University of Maryland administrators are considering including a graduate student living-learning program in the redevelopment of the former Old Leonardtown community.
This university currently offers several living-learning programs for undergraduate students, where students live with other students from the same academic program, such as College Park Scholars or University Honors, but none for graduate students.
There isn’t a set timeline for how the living-learning program would be implemented, university president Darryll Pines told The Diamondback. He said a potential living-learning program could increase graduate student retention rates and create an “enriching environment.”
Pines said living-learning communities could give graduate students who are Grand Challenges Grants awardees the chance to work on their challenges while living in a communal environment.
The Grand Challenges Program supports research projects and changes on campus that address key societal issues such as climate change and gun violence. The university has awarded 50 grants to projects and individuals in the university community.
Graduate Student Government president Autumn Perkey said the idea of a living-learning program for graduate students couldn’t operate similarly to programs like College Park Scholars because of the existing “constricted” curriculum for graduate programs.

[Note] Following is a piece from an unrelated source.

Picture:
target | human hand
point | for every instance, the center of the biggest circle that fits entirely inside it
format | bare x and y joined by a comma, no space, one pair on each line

“I think there’s the potential to create more stress rather than innovation as it would be additional requirements, possibly, depending on how they function,” said Perkey, a government and politics doctoral student. She emphasized that the plan for the program is not yet set in stone.

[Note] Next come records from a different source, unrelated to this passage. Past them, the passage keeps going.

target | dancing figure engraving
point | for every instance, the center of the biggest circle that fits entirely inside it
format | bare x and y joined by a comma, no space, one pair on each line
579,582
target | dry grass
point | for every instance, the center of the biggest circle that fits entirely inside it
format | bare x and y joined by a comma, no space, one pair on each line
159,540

The former Old Leonardtown community has been demolished and will be replaced with a new approximately 750-bed complex for graduate students at this university, according to Ken Ulman, president of the Terrapin Development Company. He said the housing will be at below-market prices.
The project is a collaboration between this university and the Terrapin Development Company, according to Ulman.

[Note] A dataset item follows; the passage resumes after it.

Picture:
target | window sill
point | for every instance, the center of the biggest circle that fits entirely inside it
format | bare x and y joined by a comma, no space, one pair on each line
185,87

Perkey said a graduate student living-learning program should be optional for students, or come with a scholarship in addition to stipends graduate students receive.
Students who join a living-learning program should get an additional stipend for working on Grand Challenges or should get some form of price reduction for their housing, she said.
Ulman said the idea of a graduate student living-living program is “very unique.”
“There are not a lot of examples of living learning communities for graduate students, and so there’s a lot of interest in that,” he said. “It’s in the early stages, but there’s a lot of momentum building.”
He added that there is time to figure out details on the project because graduate students won’t move into the complex for at least two and a half more years.
Jillian Andres Rothschild, the GSG’s legislative affairs vice president, said living-learning programs could be a good option for some graduate students. The communities could help graduate students make new friends and find a sense of community, she explained.
Rothschild, a government and politics doctoral student, said university administration should instead place their focus on affordable housing.
“The priority should be making sure there’s affordable housing without having to do extra commitments,” Rothschild said. Students shouldn’t have to do additional homework in order to live in affordable housing, she said.
Pines told The Diamondback that in addition to the living-learning programs, the university is still going to try to create affordable housing for graduate students.
“We’re gonna still try to find affordable housing,” Pines said. “But we believe [the program] will enhance the graduate student experience.”